Maar het energieverbruik van industriële concerns is niet te vergelijken met dat van huishoudens. Het belasten daarvan brengt hun winstgevendheid in gevaar. Opvallend is dat het kabinet in de Memorie van Toelichting erkent dat de wet de Nederlandse industrie in de problemen zal brengen. Dit aangezien de omringende landen, Duitsland, Frankrijk, België en het Verenigd Koninkrijk, dezelfde vrijstellingen toepassen en niet van plan zijn om deze af te schaffen. Hierdoor verslechtert de concurrentiepositie van de Nederlandse bedrijven, zodat er een “weglekrisico” bestaat, erkent het kabinet.
Daar komt bij dat de hogere energiekosten niets zullen gaan bijdragen aan vermindering van de CO2-uitstoot. Er zal geen sprake zijn van een “significante CO2-reductie”, geeft het kabinet toe. Wèl gaat het de schatkist geld opleveren. De “budgettaire opbrengst” wordt geschat op 166 tot 182 miljoen euro per jaar. Voor zolang als de bedrijven blijven produceren natuurlijk.

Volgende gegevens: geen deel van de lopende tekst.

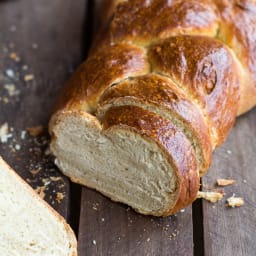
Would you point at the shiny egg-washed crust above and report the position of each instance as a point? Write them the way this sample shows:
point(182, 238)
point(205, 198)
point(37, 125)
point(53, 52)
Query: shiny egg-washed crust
point(205, 49)
point(178, 149)
point(166, 96)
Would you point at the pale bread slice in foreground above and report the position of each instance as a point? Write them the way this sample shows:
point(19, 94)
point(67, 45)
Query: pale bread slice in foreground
point(28, 225)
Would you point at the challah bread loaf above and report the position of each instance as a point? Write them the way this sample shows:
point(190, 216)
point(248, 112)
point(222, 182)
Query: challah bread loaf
point(138, 120)
point(28, 225)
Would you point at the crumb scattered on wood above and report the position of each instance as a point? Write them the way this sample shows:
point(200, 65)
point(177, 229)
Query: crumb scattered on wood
point(235, 201)
point(11, 89)
point(35, 130)
point(14, 56)
point(59, 197)
point(4, 133)
point(213, 197)
point(35, 171)
point(55, 178)
point(41, 191)
point(28, 77)
point(225, 182)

Dit is nog niet het hele verhaal, want de nieuwe wet levert nog meer lastenverzwaringen op voor de industrie. Zo wordt het gebruik van steenkool, bruinkool en cokes vanaf 2028 een stuk zwaarder belast. De zware industrie maakt nog altijd veel gebruik van kolen en zal daar, gezien het voornemen van de EU om in 2027 geen Russisch gas meer te importeren, zeker afhankelijk van blijven. De kolenbelasting leidt in 2028 tot een “budgettaire opbrengst” van 84 miljoen euro, becijfert het kabinet. Tegelijkertijd wordt erkend dat “in andere landen niet wordt overwogen” om het gebruik van kolen te belasten. Onderzoeksbureau Kalavasta concludeert dan ook dat de lastenverzwaringen “niet of nauwelijks kunnen worden doorberekend en daarmee ijzer- en staalproductie in Nederland meer verliesgevend maken.” Daar komt bij dat “de maatregel vrijwel geen effect heeft op het reduceren van broeikasgasemissies”, zo erkent het kabinet. Sterker, “indien de productie van staal deels naar het buitenland verplaatst, is het mogelijk dat de uitstoot van broeikasgassen en de lokale milieuschade elders toenemen”.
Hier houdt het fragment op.